Das Fritz Bauer Institut und die Gedenkstätte Hadamar veranstalteten die internationale Tagung mit dem Ziel, im Kontext der nationalsozialistischen Eroberungs- und Mordpolitik die europäische Dimension dessen zu erschließen, was von den Nationalsozialisten euphemistisch als „Euthanasie“ bezeichnet wurde. Gefragt wurde nach dem Schicksal der Patienten in den von Deutschland überfallenen Ländern, den Reaktionen ihrer Angehörigen, nach der Rolle der deutschen Besatzer und der einheimischen Funktionäre, nach Unterschieden und Gemeinsamkeiten in Ost- und Westeuropa und schließlich nach dem Bezug der Krankenmorde zum systematischen Mord an den europäischen Juden.

SYBILLE STEINBACHER (Frankfurt am Main) verwies in ihrer Einführung auf den Zusammenhang zwischen dem Beginn des Massenmords an geistig und körperlich Behinderten und dem von Deutschland entfachten Zweiten Weltkrieg.

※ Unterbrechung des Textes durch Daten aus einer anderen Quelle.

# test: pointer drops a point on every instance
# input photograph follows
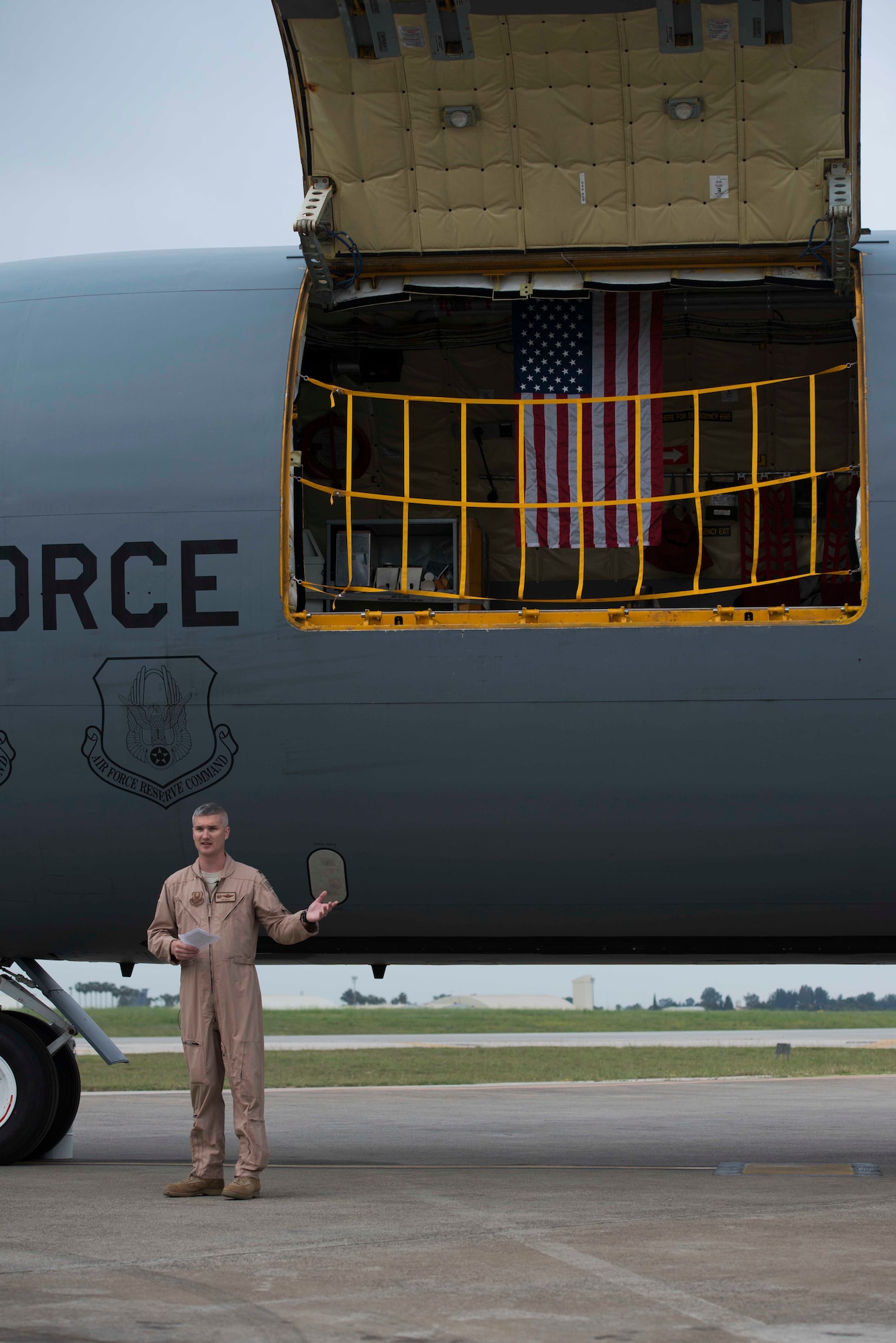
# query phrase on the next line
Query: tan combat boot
(193, 1188)
(243, 1187)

Der Krieg, der in Osteuropa als rassistisch motivierter Raub- und Vernichtungskrieg um „Lebensraum“ geführt wurde, war das zentrale Projekt des nationalsozialistischen Staates und bot Legitimationsquellen für Ausgrenzung und Vernichtung. Mit dem Verweis auf die „Heilung“ des „Volkskörpers“ ließ sich systematisches Morden ohne weiteres rechtfertigen. Behinderte waren die ersten Opfer dieser Ideologie. JAN ERIK SCHULTE (Kassel) erinnerte in seiner Begrüßung daran, dass dies bereits die zweite Tagung ist, die aus der Kooperation des Fritz Bauer Instituts und der Gedenkstätte Hadamar hervorging.1 Da der nationalsozialistische Krankenmord in der Öffentlichkeit verhältnismäßig wenig Beachtung finde und in seiner europäischen Dimension erst punktuell erforscht sei, komme der Tagung besondere Relevanz zu.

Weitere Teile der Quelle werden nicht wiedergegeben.